VILAINE

Mélanie, ronde et pas très gâtée par la nature, est une fille gentille, super gentille, trop gentille! Jusqu’au jour où elle comprend que ses trois supposées « meilleures copines » la pourrissent et se moquent d’elle dans son dos, elle décide que tout ça va changer. Et sa vengeance va être terrible!!

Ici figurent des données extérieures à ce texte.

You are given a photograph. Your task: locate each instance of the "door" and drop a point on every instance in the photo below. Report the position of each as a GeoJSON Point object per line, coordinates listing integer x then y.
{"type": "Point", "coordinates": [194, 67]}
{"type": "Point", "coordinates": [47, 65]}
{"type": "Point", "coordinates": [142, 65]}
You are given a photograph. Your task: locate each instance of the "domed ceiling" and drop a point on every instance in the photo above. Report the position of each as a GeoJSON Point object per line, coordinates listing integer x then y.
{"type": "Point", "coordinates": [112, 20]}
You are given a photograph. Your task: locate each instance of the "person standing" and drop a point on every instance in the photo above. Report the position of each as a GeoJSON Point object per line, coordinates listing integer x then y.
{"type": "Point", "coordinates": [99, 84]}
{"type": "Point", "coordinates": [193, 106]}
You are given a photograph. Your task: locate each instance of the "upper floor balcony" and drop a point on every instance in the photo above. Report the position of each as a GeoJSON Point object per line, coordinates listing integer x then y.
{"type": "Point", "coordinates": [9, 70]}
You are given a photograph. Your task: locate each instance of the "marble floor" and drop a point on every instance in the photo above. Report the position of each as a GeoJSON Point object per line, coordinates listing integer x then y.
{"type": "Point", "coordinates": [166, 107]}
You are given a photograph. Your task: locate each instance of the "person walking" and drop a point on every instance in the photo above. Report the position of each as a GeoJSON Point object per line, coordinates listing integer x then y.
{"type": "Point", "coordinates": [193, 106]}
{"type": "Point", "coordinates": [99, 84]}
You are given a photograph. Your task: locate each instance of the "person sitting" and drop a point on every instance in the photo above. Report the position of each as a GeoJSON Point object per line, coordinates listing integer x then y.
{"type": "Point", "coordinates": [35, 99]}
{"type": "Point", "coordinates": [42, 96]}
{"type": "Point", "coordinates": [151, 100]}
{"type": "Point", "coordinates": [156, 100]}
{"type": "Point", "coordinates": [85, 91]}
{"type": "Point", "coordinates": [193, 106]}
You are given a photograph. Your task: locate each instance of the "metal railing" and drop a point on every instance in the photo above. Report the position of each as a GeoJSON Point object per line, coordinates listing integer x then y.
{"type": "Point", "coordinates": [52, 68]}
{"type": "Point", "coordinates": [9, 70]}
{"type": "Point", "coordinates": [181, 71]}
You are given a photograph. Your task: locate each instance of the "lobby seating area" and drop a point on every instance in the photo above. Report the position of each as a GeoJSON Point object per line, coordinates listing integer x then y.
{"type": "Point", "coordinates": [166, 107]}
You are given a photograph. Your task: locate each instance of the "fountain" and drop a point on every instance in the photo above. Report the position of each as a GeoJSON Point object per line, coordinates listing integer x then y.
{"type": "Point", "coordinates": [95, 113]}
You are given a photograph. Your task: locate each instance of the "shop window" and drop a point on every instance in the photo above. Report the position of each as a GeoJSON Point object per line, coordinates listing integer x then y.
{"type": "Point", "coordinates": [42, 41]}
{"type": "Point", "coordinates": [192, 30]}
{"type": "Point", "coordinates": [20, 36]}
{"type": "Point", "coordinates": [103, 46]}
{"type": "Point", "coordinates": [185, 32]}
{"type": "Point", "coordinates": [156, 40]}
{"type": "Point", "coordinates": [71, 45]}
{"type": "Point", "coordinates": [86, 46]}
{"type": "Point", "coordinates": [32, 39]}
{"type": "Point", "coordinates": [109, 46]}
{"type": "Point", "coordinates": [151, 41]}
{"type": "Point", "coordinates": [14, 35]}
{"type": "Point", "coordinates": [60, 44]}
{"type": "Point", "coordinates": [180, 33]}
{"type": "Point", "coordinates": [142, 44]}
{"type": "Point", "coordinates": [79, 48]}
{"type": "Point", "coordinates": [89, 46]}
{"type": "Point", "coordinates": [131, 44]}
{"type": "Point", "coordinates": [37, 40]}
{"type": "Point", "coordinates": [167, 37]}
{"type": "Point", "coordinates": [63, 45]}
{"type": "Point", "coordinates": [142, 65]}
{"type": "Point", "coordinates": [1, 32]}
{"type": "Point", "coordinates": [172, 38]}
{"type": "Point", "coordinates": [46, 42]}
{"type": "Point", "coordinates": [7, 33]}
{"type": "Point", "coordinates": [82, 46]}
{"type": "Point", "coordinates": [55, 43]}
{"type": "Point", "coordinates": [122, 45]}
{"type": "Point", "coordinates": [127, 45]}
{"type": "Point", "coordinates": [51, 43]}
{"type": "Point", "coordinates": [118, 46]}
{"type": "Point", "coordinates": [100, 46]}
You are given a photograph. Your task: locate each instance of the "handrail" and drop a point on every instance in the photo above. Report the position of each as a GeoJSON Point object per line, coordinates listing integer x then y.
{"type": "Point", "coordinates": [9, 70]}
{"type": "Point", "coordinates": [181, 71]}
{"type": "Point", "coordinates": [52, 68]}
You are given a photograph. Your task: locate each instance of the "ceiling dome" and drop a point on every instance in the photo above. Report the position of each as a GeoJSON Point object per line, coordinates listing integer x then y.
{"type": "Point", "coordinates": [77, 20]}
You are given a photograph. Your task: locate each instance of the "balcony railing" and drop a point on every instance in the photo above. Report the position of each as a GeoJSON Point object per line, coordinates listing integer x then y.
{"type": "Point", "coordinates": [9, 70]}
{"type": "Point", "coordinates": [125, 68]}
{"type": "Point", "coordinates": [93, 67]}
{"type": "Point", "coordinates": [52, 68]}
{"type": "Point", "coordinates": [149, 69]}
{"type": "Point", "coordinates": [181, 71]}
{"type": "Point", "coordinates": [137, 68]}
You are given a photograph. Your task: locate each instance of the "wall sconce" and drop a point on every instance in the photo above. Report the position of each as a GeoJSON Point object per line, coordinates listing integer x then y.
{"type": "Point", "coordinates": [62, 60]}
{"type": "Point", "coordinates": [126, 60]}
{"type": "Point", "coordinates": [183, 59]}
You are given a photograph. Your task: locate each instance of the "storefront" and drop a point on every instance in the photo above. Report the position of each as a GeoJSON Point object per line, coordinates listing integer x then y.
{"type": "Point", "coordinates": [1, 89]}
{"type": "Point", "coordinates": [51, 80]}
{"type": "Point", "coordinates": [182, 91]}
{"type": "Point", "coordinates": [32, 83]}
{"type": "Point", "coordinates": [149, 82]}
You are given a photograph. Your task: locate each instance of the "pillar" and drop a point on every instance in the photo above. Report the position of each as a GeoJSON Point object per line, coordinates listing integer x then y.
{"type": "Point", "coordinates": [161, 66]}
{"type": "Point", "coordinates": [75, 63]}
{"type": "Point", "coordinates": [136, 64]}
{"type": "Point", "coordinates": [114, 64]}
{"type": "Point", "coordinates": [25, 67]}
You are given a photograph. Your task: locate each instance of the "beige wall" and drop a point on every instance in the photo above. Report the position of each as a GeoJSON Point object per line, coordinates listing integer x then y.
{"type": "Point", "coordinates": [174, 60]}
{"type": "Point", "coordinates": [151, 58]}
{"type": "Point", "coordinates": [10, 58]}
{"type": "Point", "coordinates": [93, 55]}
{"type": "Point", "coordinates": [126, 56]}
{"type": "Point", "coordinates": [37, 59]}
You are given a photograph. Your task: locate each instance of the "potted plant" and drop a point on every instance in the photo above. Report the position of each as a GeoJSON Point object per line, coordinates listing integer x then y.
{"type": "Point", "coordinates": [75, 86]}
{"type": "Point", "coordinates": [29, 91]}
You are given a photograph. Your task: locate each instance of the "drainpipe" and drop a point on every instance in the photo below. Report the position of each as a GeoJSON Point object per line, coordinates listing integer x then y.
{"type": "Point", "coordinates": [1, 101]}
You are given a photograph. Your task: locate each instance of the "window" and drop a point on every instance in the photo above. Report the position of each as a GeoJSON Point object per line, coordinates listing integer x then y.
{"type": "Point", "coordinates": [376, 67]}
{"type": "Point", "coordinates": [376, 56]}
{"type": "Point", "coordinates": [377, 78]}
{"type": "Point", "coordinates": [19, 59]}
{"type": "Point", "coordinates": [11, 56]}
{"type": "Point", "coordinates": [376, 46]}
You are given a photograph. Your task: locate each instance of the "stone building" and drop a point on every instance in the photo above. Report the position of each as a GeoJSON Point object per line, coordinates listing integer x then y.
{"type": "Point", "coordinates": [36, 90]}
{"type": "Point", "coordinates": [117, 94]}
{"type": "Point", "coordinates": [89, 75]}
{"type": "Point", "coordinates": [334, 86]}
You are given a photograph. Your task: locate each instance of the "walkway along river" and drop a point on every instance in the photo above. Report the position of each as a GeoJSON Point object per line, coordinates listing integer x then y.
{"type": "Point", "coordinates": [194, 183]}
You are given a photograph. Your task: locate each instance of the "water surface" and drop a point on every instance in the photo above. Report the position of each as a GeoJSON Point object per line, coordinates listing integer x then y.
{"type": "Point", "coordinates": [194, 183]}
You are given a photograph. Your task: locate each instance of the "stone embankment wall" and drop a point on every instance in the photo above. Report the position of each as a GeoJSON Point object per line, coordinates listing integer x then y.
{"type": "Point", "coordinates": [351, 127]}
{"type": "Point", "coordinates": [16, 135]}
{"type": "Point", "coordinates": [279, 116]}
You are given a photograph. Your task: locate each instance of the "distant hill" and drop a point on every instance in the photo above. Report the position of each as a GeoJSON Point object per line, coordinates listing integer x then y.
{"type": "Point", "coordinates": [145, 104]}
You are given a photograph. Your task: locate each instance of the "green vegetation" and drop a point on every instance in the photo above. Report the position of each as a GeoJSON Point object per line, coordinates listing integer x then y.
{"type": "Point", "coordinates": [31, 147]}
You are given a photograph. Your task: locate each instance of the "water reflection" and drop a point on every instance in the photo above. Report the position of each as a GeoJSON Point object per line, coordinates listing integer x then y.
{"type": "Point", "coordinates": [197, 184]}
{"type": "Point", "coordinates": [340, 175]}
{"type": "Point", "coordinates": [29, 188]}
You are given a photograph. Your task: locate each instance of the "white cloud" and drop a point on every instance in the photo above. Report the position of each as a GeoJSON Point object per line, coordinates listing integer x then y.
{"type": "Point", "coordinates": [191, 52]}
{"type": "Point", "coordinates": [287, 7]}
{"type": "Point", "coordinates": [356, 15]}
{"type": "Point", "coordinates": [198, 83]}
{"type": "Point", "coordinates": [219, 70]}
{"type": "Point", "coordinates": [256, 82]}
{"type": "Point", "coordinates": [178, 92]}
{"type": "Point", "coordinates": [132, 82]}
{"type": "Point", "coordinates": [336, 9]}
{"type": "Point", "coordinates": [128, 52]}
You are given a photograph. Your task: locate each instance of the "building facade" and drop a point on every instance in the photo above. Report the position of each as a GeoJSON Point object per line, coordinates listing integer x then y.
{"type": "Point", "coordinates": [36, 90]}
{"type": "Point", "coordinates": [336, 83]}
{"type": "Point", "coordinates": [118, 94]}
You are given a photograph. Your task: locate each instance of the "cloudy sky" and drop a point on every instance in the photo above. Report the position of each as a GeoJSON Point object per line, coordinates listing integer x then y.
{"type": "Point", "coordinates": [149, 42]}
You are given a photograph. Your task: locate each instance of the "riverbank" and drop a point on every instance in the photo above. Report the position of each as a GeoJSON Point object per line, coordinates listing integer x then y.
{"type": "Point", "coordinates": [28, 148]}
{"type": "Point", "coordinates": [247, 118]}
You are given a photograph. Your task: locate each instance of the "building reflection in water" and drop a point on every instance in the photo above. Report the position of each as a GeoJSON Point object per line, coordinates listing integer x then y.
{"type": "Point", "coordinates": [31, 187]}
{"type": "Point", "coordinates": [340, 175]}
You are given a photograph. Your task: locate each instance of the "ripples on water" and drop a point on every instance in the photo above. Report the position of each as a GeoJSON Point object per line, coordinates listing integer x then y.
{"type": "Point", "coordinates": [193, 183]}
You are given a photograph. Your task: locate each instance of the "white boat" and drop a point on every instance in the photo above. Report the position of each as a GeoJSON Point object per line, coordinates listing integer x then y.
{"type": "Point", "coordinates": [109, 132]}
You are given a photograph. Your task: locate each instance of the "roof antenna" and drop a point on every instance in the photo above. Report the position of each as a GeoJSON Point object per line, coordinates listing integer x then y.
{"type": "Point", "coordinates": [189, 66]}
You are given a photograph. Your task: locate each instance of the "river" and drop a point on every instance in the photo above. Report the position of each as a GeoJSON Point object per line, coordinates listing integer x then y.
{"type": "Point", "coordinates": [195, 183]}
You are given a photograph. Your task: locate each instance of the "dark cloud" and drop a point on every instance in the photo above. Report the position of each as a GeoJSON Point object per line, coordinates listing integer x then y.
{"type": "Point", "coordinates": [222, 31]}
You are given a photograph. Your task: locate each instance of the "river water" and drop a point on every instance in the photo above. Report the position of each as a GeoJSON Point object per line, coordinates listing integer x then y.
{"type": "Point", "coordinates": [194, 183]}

Deux acolytes réalisateurs venus de la télévision, Jean Patrick Benes et Allan Mauduit, ont pris le pari qu’en « détournant » le pitch d’un film culte adoré du public (à savoir Amélie Poulain) pour en faire une sorte de parodie ‘ »à l’envers », ils allaient obligatoirement déclencher sympathie et drôlerie au final. Soit donc une jeune héroïne du nom de Mélanie Dupain (voyez le truc!) épuisée d’être « trop bonne trop conne » (à rendre mille et un services, à servir de souffre douleur à ses proches et à être exploitée par son patron misogyne et sexiste) et qui prend la décision de se muer en vraie peau de vache. Dans le genre de la comédie « poil à gratter », Vilaine se pose là! Mené à un rythme speed (limite fatiguant d’ailleurs), le scénario empile les gags et les réparties grinçantes (ou tentant de l’être) avec plus ou moins de réussite: on sourit par à coups à quelques situations (l’inspectrice du travail, le mariage final, les jeux télévisés), on rit assez rarement hélas, le reste du temps on a le droit de trouver cet humour au rabais pas franchement amusant. Les auteurs ne poussent sûrement pas le bouchon de la méchanceté assez loin, comme l’aurait fait un Dupontel par exemple ou plus loin de chez nous, les frères Farelly. Enfin, la réalisation poussive et justement trop « télévisuelle » n’aide pas l’ensemble à relever le niveau de ses ambitions.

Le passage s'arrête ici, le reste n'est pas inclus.